Efforts to abolish serfdom, abolish the taille (land tax) and the corvée (labour tax), enhance tolerance toward non-Catholics, and abolish the death penalty for deserters were among them. The proposed reforms were met with hostility by the French nobles, who successfully fought their implementation. Deregulation of the grain market was enacted by Louis, as proposed by his economic liberal minister Turgot, although it resulted in a rise in bread costs. It resulted in food scarcity during bad harvests, which pushed the populace to revolt following a particularly disastrous harvest in 1775.

Louis XVI aggressively supported North American colonists seeking independence from Great Britain beginning in 1776, which was realized in the Treaty of Paris of 1783. The debt and financial crises that followed added to the Ancien Régime's unpopularity.

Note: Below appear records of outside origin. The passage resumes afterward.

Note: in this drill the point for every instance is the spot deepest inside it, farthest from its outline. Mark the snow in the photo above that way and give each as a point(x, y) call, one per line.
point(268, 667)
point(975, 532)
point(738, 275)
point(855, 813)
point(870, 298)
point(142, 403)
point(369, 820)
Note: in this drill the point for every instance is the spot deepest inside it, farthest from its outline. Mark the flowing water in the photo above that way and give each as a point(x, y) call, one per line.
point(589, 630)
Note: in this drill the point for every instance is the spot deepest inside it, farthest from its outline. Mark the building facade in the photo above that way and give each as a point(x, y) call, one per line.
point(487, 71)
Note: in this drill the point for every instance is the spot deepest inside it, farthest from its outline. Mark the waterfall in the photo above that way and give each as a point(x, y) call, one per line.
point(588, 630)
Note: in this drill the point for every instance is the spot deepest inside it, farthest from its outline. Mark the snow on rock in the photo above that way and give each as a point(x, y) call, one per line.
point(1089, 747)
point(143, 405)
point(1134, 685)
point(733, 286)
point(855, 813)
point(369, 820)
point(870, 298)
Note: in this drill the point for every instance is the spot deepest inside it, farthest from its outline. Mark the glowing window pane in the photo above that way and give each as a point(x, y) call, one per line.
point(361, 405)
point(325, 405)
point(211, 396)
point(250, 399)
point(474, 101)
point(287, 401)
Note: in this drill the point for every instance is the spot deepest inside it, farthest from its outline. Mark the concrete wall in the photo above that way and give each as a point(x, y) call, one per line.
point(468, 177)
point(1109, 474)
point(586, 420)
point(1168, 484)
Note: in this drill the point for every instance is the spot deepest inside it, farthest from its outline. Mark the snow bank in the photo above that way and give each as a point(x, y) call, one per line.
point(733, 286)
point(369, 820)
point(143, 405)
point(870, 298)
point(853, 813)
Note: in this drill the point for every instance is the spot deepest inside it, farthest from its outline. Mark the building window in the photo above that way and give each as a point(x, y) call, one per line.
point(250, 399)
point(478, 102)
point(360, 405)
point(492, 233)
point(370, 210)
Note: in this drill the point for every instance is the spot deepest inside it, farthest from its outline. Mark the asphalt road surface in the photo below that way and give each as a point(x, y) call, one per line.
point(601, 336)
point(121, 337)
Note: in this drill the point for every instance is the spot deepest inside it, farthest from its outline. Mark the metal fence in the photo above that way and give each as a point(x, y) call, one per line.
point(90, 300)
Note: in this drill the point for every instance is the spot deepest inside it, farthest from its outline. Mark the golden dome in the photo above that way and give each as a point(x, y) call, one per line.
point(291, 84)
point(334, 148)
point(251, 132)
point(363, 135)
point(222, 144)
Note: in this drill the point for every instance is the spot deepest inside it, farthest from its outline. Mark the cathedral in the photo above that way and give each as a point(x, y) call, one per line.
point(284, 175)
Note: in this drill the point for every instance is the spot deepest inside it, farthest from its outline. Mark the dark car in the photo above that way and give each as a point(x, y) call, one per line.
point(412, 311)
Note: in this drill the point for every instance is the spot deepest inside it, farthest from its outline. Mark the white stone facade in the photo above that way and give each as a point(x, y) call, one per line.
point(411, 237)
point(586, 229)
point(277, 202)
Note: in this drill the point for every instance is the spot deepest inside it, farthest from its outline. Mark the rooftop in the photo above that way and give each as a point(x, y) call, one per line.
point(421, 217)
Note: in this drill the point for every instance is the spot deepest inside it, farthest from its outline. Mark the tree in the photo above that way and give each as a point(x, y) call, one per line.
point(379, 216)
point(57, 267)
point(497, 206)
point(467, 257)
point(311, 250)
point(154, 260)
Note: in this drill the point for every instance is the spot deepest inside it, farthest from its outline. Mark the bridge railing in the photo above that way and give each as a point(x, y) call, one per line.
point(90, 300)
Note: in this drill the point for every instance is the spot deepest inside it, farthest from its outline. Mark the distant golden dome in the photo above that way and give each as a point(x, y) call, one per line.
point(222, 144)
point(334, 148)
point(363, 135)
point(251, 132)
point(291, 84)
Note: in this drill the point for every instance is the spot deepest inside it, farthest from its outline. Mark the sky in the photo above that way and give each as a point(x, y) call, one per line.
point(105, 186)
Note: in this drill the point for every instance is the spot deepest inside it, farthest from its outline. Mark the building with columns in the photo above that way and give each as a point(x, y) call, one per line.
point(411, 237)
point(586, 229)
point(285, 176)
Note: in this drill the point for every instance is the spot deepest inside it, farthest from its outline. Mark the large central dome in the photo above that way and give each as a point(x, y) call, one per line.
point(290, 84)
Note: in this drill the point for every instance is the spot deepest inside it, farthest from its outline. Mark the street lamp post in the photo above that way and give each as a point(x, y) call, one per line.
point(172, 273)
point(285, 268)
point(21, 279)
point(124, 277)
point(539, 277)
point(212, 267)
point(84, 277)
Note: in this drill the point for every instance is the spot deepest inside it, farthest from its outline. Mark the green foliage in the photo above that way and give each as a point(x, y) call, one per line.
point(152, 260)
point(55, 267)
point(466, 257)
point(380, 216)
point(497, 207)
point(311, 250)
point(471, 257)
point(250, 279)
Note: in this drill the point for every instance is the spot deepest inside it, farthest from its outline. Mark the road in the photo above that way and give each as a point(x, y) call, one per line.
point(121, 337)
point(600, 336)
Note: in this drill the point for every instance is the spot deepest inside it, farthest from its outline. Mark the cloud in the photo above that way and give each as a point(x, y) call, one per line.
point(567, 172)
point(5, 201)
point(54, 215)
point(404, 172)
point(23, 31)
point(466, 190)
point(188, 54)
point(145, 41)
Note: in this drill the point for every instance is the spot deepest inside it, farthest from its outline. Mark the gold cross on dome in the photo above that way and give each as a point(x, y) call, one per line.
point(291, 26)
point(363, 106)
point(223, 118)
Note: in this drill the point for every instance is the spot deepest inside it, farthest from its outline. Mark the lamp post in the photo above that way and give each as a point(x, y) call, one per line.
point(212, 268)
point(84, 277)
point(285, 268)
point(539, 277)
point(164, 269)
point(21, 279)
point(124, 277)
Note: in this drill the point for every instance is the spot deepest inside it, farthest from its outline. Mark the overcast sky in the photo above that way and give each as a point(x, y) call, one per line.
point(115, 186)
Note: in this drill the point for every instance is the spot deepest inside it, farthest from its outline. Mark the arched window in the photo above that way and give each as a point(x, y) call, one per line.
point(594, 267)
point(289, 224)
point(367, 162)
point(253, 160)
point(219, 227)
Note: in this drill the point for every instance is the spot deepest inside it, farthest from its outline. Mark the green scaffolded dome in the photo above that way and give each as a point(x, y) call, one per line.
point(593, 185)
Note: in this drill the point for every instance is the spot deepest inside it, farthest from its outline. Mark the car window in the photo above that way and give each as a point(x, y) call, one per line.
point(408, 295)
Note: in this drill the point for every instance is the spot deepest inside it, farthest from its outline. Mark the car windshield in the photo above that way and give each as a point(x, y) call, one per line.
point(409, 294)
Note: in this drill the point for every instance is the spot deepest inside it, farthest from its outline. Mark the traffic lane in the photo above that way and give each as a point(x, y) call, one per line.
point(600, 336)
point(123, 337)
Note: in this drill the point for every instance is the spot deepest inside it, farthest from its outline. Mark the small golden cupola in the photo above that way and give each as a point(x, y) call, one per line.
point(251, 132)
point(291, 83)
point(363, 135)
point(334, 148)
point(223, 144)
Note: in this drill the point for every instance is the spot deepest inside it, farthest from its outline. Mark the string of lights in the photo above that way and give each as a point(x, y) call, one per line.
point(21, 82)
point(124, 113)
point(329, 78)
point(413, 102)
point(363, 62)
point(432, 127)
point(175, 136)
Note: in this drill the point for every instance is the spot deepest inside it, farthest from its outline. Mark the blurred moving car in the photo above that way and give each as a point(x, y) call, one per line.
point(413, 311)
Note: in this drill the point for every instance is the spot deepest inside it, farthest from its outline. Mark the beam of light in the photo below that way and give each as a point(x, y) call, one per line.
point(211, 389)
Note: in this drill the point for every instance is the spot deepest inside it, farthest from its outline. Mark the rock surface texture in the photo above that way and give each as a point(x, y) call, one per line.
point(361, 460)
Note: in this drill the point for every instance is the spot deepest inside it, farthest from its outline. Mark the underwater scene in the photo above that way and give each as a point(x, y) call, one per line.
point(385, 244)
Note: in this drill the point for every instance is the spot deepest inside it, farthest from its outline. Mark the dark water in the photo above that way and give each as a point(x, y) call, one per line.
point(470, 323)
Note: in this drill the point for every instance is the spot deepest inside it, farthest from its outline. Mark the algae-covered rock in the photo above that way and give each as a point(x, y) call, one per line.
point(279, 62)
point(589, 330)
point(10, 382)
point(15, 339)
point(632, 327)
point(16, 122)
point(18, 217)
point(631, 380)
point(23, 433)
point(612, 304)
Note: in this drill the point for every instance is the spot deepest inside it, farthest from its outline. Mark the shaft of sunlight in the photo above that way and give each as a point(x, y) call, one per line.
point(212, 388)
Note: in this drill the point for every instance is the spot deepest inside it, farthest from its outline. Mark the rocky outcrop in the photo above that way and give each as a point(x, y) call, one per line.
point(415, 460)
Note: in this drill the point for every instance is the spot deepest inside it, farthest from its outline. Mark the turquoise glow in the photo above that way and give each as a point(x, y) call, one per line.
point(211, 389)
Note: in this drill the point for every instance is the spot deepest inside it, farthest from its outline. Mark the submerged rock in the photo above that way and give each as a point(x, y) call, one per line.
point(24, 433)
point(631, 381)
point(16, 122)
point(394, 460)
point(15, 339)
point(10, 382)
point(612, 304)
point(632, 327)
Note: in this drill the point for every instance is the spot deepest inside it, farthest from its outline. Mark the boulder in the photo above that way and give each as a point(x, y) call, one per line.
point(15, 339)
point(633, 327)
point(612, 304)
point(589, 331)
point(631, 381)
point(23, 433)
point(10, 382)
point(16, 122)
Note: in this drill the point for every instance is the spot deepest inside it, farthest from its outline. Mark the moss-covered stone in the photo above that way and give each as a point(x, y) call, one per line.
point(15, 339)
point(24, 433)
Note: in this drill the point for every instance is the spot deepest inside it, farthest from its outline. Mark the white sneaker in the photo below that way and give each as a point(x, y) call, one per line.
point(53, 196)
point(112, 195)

The Estates-General was called in 1789 as a result of this. It resulted in food scarcity during bad harvests, which pushed the populace to revolt following a particularly disastrous harvest in 1775.

Note: Louis's indecisiveness and conservatism caused some French citizens to see him as a representative of the Ancien Régime's perceived tyranny, and his popularity dwindled over time. His failed departure to Varennes in June 1791, four months before the constitutional monarchy was established, seemed to validate accusations that the king linked his political salvation to the possibility of foreign intervention.